If you only want to deploy glass through ArgoCD, start with Deploying via ArgoCD; this page explains the machinery underneath it.

What the generators produce

Three families of secrets are generated, each by its own small image:

Values group Generator Example secrets
natsNKeys nkey-generator glass-nats-user-nkey, glass-jwt-mint-nkey
natsAuth plain-password-generator glass-nats-user-auth, glass-nats-policy-auth
natsJwtAuth jwt-mint glass-jwt-mint-auth, glass-center-middleware-auth, …

The templates live in helm/glass-ui/templates/nats/helpers/ (_nkeySecret.tpl, _passwordSecret.tpl, _jwtSecret.tpl), wrapped by the resources under helm/glass-ui/templates/nats/secrets/. Each generated secret ships with its own ServiceAccount and a RoleBinding to the shared glass-key-generator Role, which grants get, create, and update on secrets in the release namespace (the Role is namespace-scoped, not restricted to a specific secret name).

Generate vs. static

Every entry chooses one of two rendering paths, decided entirely by your values.

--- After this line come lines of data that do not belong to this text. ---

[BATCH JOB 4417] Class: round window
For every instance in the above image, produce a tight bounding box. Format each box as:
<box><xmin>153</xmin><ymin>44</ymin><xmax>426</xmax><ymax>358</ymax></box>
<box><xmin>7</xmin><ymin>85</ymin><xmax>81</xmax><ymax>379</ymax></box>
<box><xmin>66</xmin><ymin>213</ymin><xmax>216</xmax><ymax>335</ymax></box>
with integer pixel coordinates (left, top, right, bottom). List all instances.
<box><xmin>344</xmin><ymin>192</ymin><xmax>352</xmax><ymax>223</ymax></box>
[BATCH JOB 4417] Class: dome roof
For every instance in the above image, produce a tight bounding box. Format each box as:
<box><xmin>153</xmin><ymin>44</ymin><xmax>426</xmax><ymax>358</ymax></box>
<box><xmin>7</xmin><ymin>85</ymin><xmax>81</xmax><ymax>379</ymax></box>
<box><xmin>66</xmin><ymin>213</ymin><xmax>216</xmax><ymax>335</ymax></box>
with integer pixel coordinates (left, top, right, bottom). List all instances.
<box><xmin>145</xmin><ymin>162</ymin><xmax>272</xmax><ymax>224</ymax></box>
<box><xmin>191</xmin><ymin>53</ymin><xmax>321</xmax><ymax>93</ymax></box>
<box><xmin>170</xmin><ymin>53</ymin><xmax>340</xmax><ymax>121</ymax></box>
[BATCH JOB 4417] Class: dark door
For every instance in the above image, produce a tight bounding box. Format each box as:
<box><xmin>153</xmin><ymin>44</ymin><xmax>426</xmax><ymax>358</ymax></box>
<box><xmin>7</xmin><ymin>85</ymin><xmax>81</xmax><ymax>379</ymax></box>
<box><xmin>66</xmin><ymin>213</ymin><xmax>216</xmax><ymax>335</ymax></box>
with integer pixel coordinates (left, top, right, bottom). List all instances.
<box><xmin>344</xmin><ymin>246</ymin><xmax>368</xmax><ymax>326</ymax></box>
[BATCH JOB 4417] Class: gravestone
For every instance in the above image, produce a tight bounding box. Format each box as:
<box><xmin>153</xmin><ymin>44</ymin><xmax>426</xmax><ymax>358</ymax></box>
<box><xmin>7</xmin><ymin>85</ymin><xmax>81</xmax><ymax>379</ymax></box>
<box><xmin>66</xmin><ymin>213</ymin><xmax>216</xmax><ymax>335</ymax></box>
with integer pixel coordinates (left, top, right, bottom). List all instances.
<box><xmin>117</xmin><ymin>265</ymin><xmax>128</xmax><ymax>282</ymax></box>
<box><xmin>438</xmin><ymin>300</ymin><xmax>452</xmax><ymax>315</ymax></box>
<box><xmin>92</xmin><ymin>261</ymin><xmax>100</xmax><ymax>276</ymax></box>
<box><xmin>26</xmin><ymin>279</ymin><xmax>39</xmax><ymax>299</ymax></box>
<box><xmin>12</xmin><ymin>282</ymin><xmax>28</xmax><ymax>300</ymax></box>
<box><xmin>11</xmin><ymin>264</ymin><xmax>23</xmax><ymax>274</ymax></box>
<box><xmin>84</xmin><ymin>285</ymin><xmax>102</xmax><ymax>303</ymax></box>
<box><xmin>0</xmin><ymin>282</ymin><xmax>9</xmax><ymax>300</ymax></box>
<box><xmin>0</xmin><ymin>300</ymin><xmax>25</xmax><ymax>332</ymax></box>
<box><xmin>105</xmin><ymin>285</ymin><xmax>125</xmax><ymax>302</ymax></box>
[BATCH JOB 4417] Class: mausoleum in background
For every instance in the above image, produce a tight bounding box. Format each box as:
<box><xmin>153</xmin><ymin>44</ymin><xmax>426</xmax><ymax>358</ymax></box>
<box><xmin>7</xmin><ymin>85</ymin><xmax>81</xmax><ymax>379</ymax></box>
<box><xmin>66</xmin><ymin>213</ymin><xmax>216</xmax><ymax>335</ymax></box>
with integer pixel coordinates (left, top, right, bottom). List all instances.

  • Static — if you supply the material directly (publicKey/seed for an nkey, password for an account, token for a JWT) the chart emits a plain Secret with your values. No Job, no RBAC. Use this when a credential must be shared across components or pre-provisioned by an external system.
  • Generate — if the material is empty and generate: true, the chart emits the ServiceAccount + RoleBinding + generator Job. The Job mints the credential and writes the Secret.

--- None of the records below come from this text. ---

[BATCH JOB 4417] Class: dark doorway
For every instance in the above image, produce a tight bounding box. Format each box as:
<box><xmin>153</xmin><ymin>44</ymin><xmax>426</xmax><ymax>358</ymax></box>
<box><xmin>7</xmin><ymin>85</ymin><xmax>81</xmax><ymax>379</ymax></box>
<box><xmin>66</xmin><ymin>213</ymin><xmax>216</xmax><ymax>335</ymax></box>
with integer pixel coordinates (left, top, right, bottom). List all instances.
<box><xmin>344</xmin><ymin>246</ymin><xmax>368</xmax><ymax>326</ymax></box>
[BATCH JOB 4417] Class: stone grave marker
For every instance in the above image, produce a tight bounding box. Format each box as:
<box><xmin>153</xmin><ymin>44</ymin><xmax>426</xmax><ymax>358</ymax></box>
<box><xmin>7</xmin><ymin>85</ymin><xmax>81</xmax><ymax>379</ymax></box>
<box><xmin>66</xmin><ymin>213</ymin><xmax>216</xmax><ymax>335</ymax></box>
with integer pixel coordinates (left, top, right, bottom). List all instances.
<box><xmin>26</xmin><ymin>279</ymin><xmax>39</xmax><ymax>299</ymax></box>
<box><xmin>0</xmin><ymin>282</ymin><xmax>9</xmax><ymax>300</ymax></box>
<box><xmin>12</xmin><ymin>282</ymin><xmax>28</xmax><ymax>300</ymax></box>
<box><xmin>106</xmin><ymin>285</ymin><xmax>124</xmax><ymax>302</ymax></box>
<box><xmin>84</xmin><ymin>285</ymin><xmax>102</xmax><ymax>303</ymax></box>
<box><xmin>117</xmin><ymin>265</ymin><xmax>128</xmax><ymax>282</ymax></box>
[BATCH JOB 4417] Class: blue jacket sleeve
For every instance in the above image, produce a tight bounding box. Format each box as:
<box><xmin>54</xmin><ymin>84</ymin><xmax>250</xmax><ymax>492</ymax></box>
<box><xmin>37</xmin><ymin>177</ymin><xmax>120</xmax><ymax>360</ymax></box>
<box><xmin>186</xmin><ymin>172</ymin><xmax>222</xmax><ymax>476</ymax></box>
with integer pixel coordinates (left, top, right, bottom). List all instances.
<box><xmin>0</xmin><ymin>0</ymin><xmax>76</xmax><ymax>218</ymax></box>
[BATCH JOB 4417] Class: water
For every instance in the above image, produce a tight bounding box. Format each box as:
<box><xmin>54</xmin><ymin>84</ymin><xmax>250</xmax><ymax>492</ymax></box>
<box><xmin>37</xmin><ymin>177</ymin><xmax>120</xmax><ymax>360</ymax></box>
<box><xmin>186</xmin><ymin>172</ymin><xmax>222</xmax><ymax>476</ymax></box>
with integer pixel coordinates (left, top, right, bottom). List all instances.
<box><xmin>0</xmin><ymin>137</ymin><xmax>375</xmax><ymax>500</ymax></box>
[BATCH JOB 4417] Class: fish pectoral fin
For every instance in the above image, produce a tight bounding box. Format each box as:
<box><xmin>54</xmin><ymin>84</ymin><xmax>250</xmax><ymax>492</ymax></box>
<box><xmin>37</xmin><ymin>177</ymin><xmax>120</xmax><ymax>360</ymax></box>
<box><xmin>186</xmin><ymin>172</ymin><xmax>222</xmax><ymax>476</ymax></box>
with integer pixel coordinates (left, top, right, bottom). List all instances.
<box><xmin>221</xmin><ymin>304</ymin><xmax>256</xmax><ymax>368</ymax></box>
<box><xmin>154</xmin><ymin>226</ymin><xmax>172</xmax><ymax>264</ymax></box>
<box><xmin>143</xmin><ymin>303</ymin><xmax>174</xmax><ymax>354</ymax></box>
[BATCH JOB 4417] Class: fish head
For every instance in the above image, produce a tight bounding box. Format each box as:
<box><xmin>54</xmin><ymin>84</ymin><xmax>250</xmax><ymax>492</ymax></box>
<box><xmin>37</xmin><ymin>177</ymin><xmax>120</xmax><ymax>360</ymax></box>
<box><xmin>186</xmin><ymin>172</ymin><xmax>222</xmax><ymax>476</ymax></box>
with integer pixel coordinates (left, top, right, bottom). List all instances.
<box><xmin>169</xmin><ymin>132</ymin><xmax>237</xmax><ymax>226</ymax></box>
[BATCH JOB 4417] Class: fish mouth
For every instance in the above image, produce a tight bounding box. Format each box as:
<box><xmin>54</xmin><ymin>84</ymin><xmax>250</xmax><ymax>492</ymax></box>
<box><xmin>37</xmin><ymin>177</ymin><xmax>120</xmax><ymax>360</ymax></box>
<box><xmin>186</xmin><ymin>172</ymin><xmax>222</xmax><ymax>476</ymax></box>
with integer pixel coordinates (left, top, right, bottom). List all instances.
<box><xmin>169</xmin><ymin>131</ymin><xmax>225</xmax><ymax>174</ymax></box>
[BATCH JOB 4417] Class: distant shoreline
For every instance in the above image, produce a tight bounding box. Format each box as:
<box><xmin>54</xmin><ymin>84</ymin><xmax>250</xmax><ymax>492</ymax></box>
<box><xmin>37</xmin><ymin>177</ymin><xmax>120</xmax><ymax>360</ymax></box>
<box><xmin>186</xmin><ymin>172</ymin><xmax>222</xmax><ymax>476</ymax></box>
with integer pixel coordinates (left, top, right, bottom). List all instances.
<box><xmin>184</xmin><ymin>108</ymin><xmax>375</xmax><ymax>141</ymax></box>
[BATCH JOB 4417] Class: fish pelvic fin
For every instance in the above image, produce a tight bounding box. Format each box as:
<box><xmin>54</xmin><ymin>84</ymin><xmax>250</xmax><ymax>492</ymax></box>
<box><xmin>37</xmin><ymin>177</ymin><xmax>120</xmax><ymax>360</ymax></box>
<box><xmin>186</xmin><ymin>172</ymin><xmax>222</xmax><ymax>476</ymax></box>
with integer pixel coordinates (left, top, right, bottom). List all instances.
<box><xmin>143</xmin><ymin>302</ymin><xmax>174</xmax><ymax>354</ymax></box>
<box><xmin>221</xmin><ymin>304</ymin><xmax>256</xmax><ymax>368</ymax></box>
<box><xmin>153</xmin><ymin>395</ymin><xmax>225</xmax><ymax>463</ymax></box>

Two properties of the generator Job matter for everything below:

  • --overwrite=false (the per-entry overwrite field's default) — the Job creates the Secret only if it is missing. It never rotates an existing credential, so re-running it is a safe no-op. (Set overwrite: true only if you explicitly want re-runs to rotate the credential.)
  • ttlSecondsAfterFinished: 60 — a completed Job deletes itself after a minute, so finished generators do not pile up.

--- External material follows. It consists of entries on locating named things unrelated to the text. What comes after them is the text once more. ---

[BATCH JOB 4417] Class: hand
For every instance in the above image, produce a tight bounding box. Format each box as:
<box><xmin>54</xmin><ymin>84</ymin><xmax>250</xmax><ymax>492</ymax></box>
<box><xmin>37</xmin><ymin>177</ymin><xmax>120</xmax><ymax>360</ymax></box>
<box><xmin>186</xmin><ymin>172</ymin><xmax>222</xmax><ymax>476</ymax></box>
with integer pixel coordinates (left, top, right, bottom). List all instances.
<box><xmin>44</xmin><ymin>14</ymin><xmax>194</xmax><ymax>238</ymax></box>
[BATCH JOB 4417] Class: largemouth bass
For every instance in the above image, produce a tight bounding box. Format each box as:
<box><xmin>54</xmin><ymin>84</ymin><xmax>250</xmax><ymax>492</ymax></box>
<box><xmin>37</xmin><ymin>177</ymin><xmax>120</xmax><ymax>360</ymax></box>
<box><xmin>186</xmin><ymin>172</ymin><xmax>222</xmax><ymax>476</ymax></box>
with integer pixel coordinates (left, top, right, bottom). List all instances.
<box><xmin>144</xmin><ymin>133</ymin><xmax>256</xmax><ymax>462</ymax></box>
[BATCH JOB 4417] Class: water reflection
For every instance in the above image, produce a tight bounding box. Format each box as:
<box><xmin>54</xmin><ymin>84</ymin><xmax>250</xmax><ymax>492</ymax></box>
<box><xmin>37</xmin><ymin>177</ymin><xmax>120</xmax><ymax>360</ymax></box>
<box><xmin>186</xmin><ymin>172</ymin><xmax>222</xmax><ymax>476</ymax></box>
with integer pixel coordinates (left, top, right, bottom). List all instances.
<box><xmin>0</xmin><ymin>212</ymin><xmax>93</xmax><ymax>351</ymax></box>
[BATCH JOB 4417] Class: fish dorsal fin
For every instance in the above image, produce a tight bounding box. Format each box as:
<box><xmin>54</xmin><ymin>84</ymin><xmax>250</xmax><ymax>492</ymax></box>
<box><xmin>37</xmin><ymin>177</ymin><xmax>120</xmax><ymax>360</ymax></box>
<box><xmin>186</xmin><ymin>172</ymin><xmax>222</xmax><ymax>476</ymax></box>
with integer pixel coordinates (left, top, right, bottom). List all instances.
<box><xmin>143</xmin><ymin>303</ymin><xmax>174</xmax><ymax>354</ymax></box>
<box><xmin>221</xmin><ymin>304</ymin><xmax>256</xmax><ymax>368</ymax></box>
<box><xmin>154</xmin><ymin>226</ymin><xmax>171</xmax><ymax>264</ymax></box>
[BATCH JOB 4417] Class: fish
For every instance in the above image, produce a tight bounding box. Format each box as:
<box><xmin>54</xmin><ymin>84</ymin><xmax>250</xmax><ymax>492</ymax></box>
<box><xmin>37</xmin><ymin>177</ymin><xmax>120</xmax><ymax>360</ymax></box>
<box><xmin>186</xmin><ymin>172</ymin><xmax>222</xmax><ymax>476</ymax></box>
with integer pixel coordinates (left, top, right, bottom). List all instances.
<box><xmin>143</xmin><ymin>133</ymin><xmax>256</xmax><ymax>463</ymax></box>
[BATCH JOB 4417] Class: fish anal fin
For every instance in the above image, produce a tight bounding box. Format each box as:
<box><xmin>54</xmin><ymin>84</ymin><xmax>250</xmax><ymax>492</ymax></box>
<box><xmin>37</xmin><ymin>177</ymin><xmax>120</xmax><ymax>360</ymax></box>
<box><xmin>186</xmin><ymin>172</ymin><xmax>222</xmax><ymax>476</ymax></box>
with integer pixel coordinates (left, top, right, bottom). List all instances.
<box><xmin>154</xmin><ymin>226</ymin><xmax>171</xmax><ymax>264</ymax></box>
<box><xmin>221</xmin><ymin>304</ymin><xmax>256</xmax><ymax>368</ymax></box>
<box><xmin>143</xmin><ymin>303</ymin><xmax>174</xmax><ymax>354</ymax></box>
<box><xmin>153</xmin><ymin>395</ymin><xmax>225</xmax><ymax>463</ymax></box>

overwrite:false means generation is idempotent, not rotational

Because the Job never overwrites, you cannot rotate a NATS credential by re-running the generator (at the default overwrite: false). Delete the Secret first — the next sync (under ArgoCD) or next helm upgrade (under plain Helm) recreates it — or switch that entry to a static value.

Here is a values file that shows the generate path for all three families (natsNKeys, natsAuth, natsJwtAuth) and the static path for an nkey, plus the ArgoCD switch discussed in the next section. Note the dependency called out in the JWT block: the jwt-mint generator signs its token with the glass-jwt-mint-nkey secret, so that nkey secret must exist first.

YAML
# Example: NATS secret generation in glass-ui
#
# glass-ui needs several NATS credentials at start-up: nkeys (signing key
# pairs), plain passwords, and JWT robot tokens. The chart can either GENERATE
# them in-cluster (via short-lived generator Jobs) or consume STATIC values you
# supply. This file shows both modes plus the single switch that adapts the
# generators to an ArgoCD deployment.

# --- The ArgoCD switch -------------------------------------------------------
# When true, the generator Jobs are emitted as ArgoCD "Sync" hooks instead of
# plain Jobs. Leave it false (the default) for plain Helm / Helmfile installs.
global:
  argocd:
    enabled: true

# The generator binaries ship in the chart's images. Override their registry
# per-image under `images.<imageName>.registry` (see the chart's values.yaml for
# the full per-image schema, e.g. images.nkeyGenerator.registry); omitted here
# to keep the focus on the generate-vs-static behaviour.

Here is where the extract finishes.